How to solve the problem:
The remedial measures depend on the level of separation anxiety.
Mild separation anxiety – Counterconditioning is the best remedy for mild separation anxiety. This treatment process changes an animal’s behavior from anxious to a pleasant and relaxed one. You can do this at home by giving your dog a puzzle toy stuffed with food. This can take at least twenty minutes to finish off. By this time, the dog may not miss your absence.
Moderate to severe separation anxiety: This requires a complex desensitization as well as a counterconditioning program. You should accustom the dog to be alone for a short period initially with a gradual increase of time. You have to be a bit careful while trying out this technique. This can make a dog more frightful. You require expert assistance in trying out this procedure.
Dogs are intelligent animals and can sense when you are going to leave. They start panicking the moment you put on your trousers and catch hold of the car keys. You can make the dog get over the panic by doing these acts several times during the day and not actually leave the house. The dog then understands that these signs do not always mean that you go out.

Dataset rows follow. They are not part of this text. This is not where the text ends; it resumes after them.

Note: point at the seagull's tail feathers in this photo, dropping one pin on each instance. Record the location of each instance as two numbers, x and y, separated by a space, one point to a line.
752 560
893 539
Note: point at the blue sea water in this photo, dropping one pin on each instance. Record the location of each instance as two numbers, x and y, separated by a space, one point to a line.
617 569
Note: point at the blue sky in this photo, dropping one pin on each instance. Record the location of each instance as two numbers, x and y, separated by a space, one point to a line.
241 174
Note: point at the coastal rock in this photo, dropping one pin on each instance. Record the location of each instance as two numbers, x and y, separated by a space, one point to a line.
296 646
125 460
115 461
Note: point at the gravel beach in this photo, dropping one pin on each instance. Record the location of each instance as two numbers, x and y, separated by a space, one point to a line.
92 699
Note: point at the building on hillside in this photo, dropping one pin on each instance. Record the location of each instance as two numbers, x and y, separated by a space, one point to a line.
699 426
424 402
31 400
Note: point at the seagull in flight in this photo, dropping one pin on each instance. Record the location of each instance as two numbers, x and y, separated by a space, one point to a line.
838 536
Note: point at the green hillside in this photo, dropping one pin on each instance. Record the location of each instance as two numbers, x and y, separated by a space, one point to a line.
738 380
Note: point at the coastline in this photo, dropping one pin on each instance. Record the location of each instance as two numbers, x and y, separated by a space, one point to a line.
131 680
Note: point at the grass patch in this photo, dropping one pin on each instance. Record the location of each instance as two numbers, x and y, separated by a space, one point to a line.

Graduated Departures – You have to trick your dog into believing that you remain out of his sight for short periods in a day. You can do so by hiding behind the bathroom doors. These are parts of proper dog training.
What to do to make the dog get over the separation anxiety
• You can take the dog out for regular walks when you are at home
• You can give him many aerobic exercises to perform.
• You can allow him to play with fellow dogs.
• You can provide him puzzle toys with food.
• Make him hunt for his food.
• You can increase your dog’s mental activity by teaching him special skills.
What not to do:
This is an important aspect. You should know what you should not do during such times. You should not scold or punish your dog as this can aggravate the problem instead of resolving it.
Some tips to cure separation anxiety:
• Take the dog out for frequent walks.
• Do not get too emotional with him when you return home.
• Say goodbye to your dog much in advance before you leave.
• Maintain your calm and be assertive.
• Increase the separation period gradually.
Dogs are lovable animals. You should not leave them alone. However, if the problem persisted, then you should contact a experience dog trainer in place to minimize separation anxiety.